Alan Nuzum, chief executive of Skillnets, says that the increase in its numbers is down to companies being prepared to invest more in staff training. Mr Nuzum says that while funding is always a challenge, the level of funding has remained the same in 2010, 2011 and 2012. But he says that Skillnets is now doing more with the same amount of money over the last three years. The agency is also increasing its investment in jobseekers, with over 1,000 more in training last year than in 2011. The Skillnets CEO says it is no surprise that industry sectors doing well are export focussed - ICT, life sciences, pharmaceutical, food, agribusiness, green businesses and certain parts of manufacturing. He that the agency operates through 56 networks of companies, working in different areas of industry. Denying that Skillnets is simply training people to emigrate, Mr Nuzum adds that a new report has shown a 97-98% retention rate of those trained with Skillnet.
MORNING BRIEFS - New figures show that the German discounters Aldi and Lidl have again seen their share of the multi-billion euro Irish grocery market grow. Kantar Worldpanel figures show that the rival chains now have a combined 13.8% share of the grocery market here, compared to an 11.8% share a year earlier. The latest figures - for the 12 weeks to June 9 - show that Tesco's position as the country's biggest grocery retailer took another hit in the 12 weeks. Its market share fell almost one percentage point to 27.7%. Dunnes Stores - which is the second biggest operator - saw its share dip to 21.9% from 22.4% a year earlier. Musgrave-controlled SuperValu maintained its 19.7% share, while Superquinn, which Musgrave also owns, held on to its 5.5% share.

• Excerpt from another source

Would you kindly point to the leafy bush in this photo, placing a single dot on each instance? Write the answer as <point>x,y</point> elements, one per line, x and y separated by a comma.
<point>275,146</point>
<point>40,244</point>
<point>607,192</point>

*** When it comes to the markets we know about bulls and bears; and even doves and hawks, but since yesterday we have "feral hogs" to deal with, as a top US Central Banker warned these "feral hogs" of financial markets against trying to force the Federal Reserve to shelve plans to slow its bond buying. This comes as yields on US Treasuries climbed to their highest level since August 2011. Richard Fisher, president of the Dallas Federal Reserve, said in an interview with the Financial Times that the Fed had anticipated a lively market reaction to last week's announcement that it was considering bringing an end to its bond purchases. He said he believed that big money organises itself somewhat like feral hogs. If they detect a weakness or a bad scent, they'll go after it.
*** Another Financial Times piece says Anglo Irish appears to have bluffed a nation - saying that some of the Anglo tapes' conversations we heard yesterday give flawed human context to cold numbers. It says the tapes show that even as it teetered on the brink, Anglo Irish appears to have gone on bluffing a nation to which it had doled out so much of the finance needed to pump up property prices.